There are three possible solutions to the challenges of inconsistent and inaccurate metadata. First, we urge producers of SARS-CoV-2 genomic data to proceed with caution when submitting their metadata, and advocate that maintainers of genomic databases be aware of possible errors in incoming metadata (such as those we show) and attentively promote metadata standardization. A second solution is to completely ignore samples with suspected corresponding metadata errors [18]. However, this solution can result in a significant decrease in sample size, limiting the power of statistical analyses [18]. On another hand, the development of new reliable methods for metadata correction could serve as an alternative and could likely be applied across multiple disciplines [1, 27, 28]. Methods for metadata quality evaluation and subsequent correction are in active development [4, 16, 28]. However, automated metadata correction is a nontrivial task, and future work is required to evaluate current algorithms for metadata correction and the feasibility of their application to large genomic databases like GISAID.

Conclusion

The SARS-CoV-2 pandemic has prompted an unprecedented response from the scientific and public health community, and the development and maintenance of databases such as GISAID have permitted epidemiological and comparative studies of unparalleled power. Indeed, the size and relative uniformity of the GISAID database is the very reason this analysis is possible. However, a brief analysis reveals that the quality of metadata accompanying such datasets is sometimes unreliable. A study conducted by McMahon and Denaxas in 2016 concluded that “one of the main challenges in assessing quality in epidemiological and public health research is a lack of awareness of the issue of poor quality metadata” [4]. The SARS-CoV-2 pandemic is an unfortunate source of enlightenment to metadata shortcomings. Here we primarily focus on errors and inconsistencies, but metadata completeness and detail are of equivalent importance [21]. The importance of quality metadata with regard to our ability as a species to combat this pandemic and future pandemics is now more paramount than ever.

Limitations

This work primarily focuses on issues within the GISAID database and does not consider other SARS-CoV-2 genomic databases. Thus, the extent of errors we describe throughout SARS-CoV-2 metadata in other databases remains unknown, but similar effects are likely present in other databases as well. It is also possible that GISAID exemplifies an extreme case of metadata inconsistencies and that our observations are less prevalent across SARS-CoV-2 metadata as a whole.

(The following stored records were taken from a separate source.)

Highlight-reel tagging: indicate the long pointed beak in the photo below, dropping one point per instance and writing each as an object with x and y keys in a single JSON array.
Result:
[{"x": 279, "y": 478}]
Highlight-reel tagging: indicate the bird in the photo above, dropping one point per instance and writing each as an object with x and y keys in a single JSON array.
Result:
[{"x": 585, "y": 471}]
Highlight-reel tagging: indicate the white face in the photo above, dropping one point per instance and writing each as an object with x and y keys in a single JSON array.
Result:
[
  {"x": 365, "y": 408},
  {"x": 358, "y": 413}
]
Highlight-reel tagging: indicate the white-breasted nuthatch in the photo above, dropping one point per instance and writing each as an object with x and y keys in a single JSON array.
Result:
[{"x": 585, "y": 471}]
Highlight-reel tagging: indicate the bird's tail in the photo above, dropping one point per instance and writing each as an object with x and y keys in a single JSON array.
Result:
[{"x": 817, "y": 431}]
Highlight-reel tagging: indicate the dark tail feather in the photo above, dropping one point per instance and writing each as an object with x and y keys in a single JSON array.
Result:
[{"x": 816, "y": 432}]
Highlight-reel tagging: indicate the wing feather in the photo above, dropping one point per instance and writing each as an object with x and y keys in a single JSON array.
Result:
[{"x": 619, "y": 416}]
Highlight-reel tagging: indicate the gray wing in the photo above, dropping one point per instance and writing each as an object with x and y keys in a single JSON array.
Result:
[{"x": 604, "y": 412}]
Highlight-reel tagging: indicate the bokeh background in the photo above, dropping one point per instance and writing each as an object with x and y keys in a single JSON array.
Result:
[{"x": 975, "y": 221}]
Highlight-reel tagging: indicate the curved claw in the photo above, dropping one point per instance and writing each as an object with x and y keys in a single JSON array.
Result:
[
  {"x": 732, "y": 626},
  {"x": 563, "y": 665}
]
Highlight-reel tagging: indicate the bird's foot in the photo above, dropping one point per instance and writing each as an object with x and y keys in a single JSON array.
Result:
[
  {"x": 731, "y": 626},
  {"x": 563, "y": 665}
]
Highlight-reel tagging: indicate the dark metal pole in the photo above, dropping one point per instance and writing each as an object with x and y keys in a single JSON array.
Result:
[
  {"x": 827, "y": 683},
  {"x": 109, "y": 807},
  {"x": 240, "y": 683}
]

Availability of data and materials

The datasets analyzed during the current study are available in the GISAID repository, https://www.gisaid.org/.

Change history

  • 25 May 2021

    The original online version of this article was revised to correct a language error in the last sentence of the ‘Conclusion’

Abbreviations

SARS-CoV-2:

Severe acute respiratory syndrome coronavirus 2

GISAID:

Global initiative on sharing avian influenza data

References

  1. 1.

    Goble C, Corcho O, Alper P, De Roure D. e-Science and the semantic web: a symbiotic relationship. In: Discovery science. Berlin, Heidelberg: Springer; 2006. pp. 1–12.

  2. 2.

    Matters MD, Lekiachvili A, Savel T, Zheng Z-J. Developing metadata to organize public health datasets. AMIA Annu Symp Proc. 2005;2005:1047.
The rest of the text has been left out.